FSDataInputStream starts to read the data from scratch according to the address of the DataNode of the first few Blocks and connects to the nearest DataNode. The client repeatedly calls the read () method to read data from DataNode in a streaming manner.

When reading the end of the Block, FSDataInputStream closes the address of the current DataNode and looks for the best DataNode that can read the next Block. These operations are transparent to the client, which senses a continuous stream, that is, it starts to look for the address of the next block when it is read.

After reading, the close () method is called to close the FSDataInputStream.

Read API:1. Download files from hdfs to local

Configuration hdfsConf = new Configuration (); / / create an environment variable for hdfs

String namenodeURI= "hdfs://hadoop001:8020"; / / uniform resource locator for namenode

String username= "root"; / / access the hdfs of the specified user

FileSystem hdfs = FileSystem.get (new URI (namenodeURI), hdfsConf,username); / / create a file system object for hdfs

FileSystem local = FileSystem.getLocal (new Configuration ()); / / create a local file system object

Hdfs.copyToLocalFile (new Path (hdfsPath), new Path (localPath))

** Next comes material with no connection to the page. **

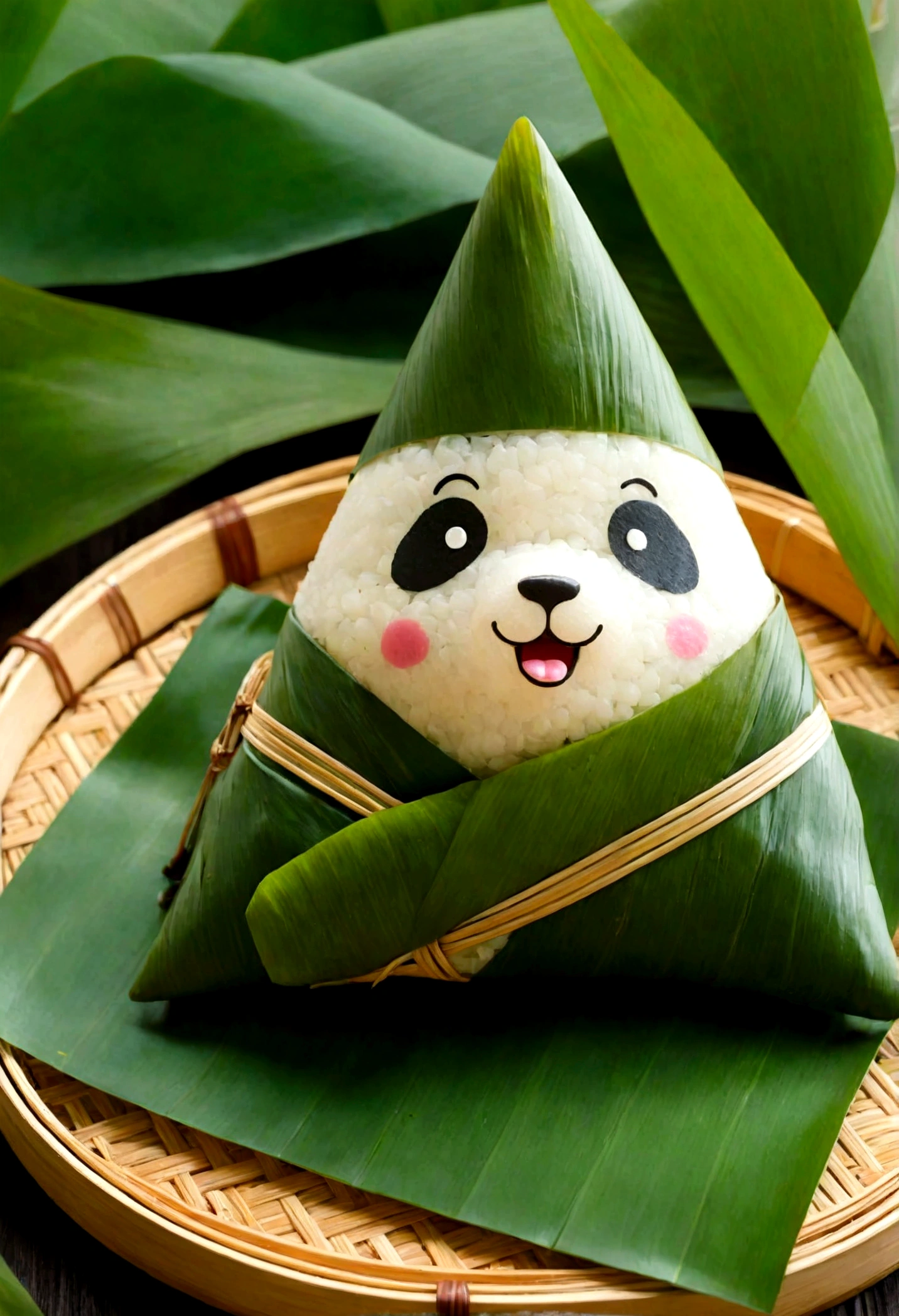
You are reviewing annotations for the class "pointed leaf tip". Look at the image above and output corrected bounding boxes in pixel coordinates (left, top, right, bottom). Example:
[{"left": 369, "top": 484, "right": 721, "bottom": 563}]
[{"left": 359, "top": 117, "right": 719, "bottom": 468}]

3. Read the contents of a given file on hdfs

Path path = new Path (hdfsFilePath); / / File path

FSDataInputStream in = hdfs.open (path); / / get the file input stream

FileStatus status = hdfs.getFileStatus (path); / / get the metadata information of the file

/ / get the file size in the file metadata

Byte [] bytes = new byte [Integer.pareInt (String.valueOf (status.getLen ()]

/ / read out all the contents of the input stream at once

In.readFully (0 bytes)

System.out.println (new String (bytes)); / / print out the read file

In.close ()

The whole process of hdfs

Welcome to subscribe "Shulou Technology Information " to get latest news, interesting things and hot topics in the IT industry, and controls the hottest and latest Internet news, technology news and IT industry trends.

*The comments in the above article only represent the author's personal views and do not represent the views and positions of this website. If you have more insights, please feel free to contribute and share.